Today we had the lunch that we had traveled 6,000 miles to enjoy. Food wasn’t the main reason we ended up in Korea, but it certainly was a consideration. And if ever there was an archetypal culinary experience we sought, it played out in a rather sticky, rickety and worn establishment with a 12-item menu, run by an equally worn yet spritly elderly couple.


First sign that it must be good: A packed house, with half of the seating in the traditional raised platform style where you sit on the floor. An ancient woman was putting on her shoes after her meal, and her presence seemed like an endorsement sufficient to seal the deal.

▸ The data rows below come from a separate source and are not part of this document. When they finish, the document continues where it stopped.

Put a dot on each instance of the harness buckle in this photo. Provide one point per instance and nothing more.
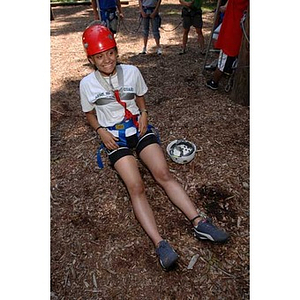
(119, 126)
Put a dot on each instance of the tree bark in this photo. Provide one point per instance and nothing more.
(240, 90)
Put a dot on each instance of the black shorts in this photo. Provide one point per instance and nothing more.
(191, 18)
(133, 144)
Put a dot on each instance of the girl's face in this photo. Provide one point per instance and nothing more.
(105, 61)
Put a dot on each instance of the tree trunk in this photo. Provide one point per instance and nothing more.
(240, 90)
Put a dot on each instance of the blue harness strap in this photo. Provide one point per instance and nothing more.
(121, 127)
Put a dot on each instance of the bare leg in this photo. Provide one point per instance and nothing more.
(129, 172)
(200, 39)
(162, 175)
(185, 37)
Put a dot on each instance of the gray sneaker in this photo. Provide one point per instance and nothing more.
(167, 255)
(205, 230)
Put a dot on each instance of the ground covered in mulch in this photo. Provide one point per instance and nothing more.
(98, 249)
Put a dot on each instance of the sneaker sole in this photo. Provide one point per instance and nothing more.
(211, 87)
(171, 264)
(205, 236)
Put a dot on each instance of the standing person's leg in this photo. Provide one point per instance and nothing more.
(155, 23)
(184, 39)
(128, 170)
(186, 24)
(200, 40)
(146, 27)
(198, 24)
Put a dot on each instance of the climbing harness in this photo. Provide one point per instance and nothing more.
(129, 120)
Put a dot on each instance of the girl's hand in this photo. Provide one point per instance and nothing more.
(143, 123)
(108, 139)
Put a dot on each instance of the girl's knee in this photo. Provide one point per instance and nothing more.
(163, 175)
(137, 188)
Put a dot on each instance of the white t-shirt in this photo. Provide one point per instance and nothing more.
(109, 112)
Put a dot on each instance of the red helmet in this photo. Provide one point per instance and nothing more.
(97, 38)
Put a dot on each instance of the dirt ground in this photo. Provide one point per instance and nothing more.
(98, 249)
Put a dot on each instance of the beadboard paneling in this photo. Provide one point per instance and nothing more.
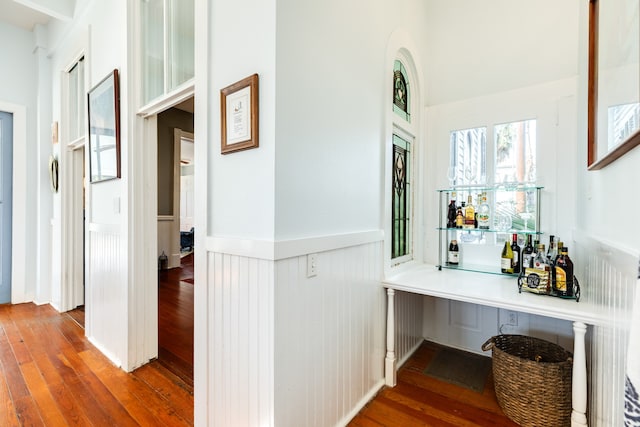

We sat in a cramped table against a wall adorned with pictures of grandkids, under a blaring analogue television. Izzy had to lean to one side to avoid an awkwardly positioned, yet fiendishly cheap looking framed print. Then the gastronomy commenced:
5 side dishes, with the usual napa kimchi joined by fish kimchi, and a third variety made of tiny, inch-long dried minnows.


The typical Korean table-top barbecue grill arrives, and is quickly hissing with a meaty bowlful of pork belly. While we tend the sizzling pork–trying not to get stung by spitting pork fat–a bowl of bulgogi (marinated, sliced beef) appears, hissing in its heated pot. Bibimbop follows, and the now-brown pork belly is quickly joined by a lovely slab of galbi (Korean short ribs). Galbi is sliced and diced using shears, crispy pork belly is wrapped in lettuce… and sounds of chopsticks and grunts of satisfaction fill the air.



If good food prepared well brings you the flavor of a place, today we tasted Korea.